Complications somatiques du cannabis

N. Franchitto La Revue du Praticien, Médecine Générale, 2020, vol.70, n°1, pp. 69-77. Références

La France a la consommation de cannabis la plus élevée en Europe.
Le cannabis végétal se présente sous forme d’herbe (marijuana), de résine (shit, haschisch, hash) ou d’huile.
Le cannabis synthétique est fabriqué artificiellement.
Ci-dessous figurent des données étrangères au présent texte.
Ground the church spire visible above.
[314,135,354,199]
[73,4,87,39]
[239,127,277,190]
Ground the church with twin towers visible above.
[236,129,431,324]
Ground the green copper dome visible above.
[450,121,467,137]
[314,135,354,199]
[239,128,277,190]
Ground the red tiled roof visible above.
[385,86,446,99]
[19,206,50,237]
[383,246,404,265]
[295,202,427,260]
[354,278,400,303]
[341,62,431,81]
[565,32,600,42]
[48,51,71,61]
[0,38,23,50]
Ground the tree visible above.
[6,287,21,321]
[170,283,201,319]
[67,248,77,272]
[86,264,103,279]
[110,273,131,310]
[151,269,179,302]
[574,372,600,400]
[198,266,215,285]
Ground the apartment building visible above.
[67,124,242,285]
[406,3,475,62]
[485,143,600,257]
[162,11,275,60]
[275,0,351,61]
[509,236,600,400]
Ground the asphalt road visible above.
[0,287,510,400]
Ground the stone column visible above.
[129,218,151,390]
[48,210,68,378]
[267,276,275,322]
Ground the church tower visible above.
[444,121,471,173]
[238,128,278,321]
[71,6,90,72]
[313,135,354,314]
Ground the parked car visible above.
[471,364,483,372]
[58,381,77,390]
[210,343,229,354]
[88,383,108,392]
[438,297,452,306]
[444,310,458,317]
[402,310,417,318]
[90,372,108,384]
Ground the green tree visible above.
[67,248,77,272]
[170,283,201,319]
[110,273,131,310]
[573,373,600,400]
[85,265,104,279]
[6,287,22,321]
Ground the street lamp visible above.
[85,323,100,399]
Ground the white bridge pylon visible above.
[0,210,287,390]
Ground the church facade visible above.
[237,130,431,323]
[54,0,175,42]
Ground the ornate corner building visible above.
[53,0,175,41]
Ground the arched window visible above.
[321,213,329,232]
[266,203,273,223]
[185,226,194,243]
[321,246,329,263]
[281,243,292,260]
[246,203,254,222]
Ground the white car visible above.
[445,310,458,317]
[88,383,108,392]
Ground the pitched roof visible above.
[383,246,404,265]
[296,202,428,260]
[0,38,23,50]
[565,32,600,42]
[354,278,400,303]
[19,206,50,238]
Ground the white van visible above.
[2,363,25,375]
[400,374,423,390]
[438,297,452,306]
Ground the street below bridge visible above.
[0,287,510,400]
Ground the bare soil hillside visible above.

Il peut se présenter sous forme d’herbe commune, vaporisée de fortes concentrations de tétrahydrocannabinol (THC) mais aussi sous forme d’e-liquides compatibles avec les cigarettes électroniques et nommés PTC dans la presse ("Pête ton crâne").
Le cannabis contient du THC (la substance active du cannabis, responsable des complications somatiques et psychiatriques) et du cannabidiol (CBD) qui aurait des propriétés anxiolytiques et antipsychotiques et constituerait un "verrou" du THC.
Plus le rapport THC/CBD est élevé et plus il est responsable d’effets psychotropes.
Le taux de THC dans la résine de cannabis a doublé en 10 ans et est donc potentiellement plus à risque.
Les effets toxiques aigus dépendent aussi du mode de consommation et les effets les plus rapides sont obtenus avec le "joint", fumé comme une cigarette.
En raison des concentrations très variables dans les produits circulants et difficiles à connaître lors de l’achat de ces substances, une consommation unique peut exposer l’usager à des complications sévères et imprévisibles.

Les effets sont :

  • ivresse cannabique : hyperhémie conjonctivale, sécheresse buccale, bronchodilatation, sensation de bien-être, dysphorie, logorrhée, puis somnolence et parfois décès chez les consommateurs de cannabis de synthèse
  • dépendance et addiction
  • complications cardiovasculaires :
    • fibrillation atriale et troubles du rythme cardiaque
    • ischémie myocardique (même chez des sujets jeunes) et troubles du rythme ventriculaire
    • syndrome de Raynaud, ischémie d’un territoire artériel
    • accident vasculaire cérébral
  • complications neurologiques : plus la consommation de cannabis est précoce et plus les dommages cérébraux sont importants
    • complications aiguës : anxiété, altération des fonctions cognitives avec allongement du délai de réaction et du traitement de l’information, troubles de la mémoire et de l’attention
    • complications en relation avec une consommation chronique : troubles de le l’attention, de la mémoire et de l’apprentissage, syndrome amotivationnel persistant plusieurs semaines après l’arrêt de la consommation et réduction des volumes de l’hippocampe et des amygdales à l’imagerie médicale
    • convulsions
  • complications digestives : syndrome d’hyperémèse au cannabis, source d’errance diagnostique associant trois phases successives : une phase de prodromes, caractérisée par des nausées matinales, des douleurs abdominales mal systématisées, une phase de vomissements incoercibles et de nausées intenses accompagnés de douleurs abdominales de type pancréatique en coup de poignard (motif de recours aux urgences), enfin une phase de récupération mais les récidives sont possibles
  • complications respiratoires : toux, bronchite chronique, BPCO, laryngite chronique, raucité de la voix, emphysème, pneumothorax et potentialisation des effets du tabac combinés à ceux du cannabis, hémorragie alvéolaire diffuse, pneumopathies graves EVALI (electronic-cigarette vaping associated lung injury) liées à des produits de vapotage contenant de l’acétate de vitamine E, ajouté pour offrir une meilleure apparence au produit et abaisser le coût de production
  • complications rénales : insuffisance rénale aiguë (avec les cannabinoïdes de synthèse
  • effets métaboliques par augmentation des apports hypercaloriques à prédominance sucrée et riches en graisse : insulinorésistances, prises de poids, augmentation du périmètre abdominal
  • complications hormonales et sexuelles
  • complications de la périnatalité : retard de croissance intra-utérin, petit poids de naissance, enfants morts-nés, accouchements dystociques.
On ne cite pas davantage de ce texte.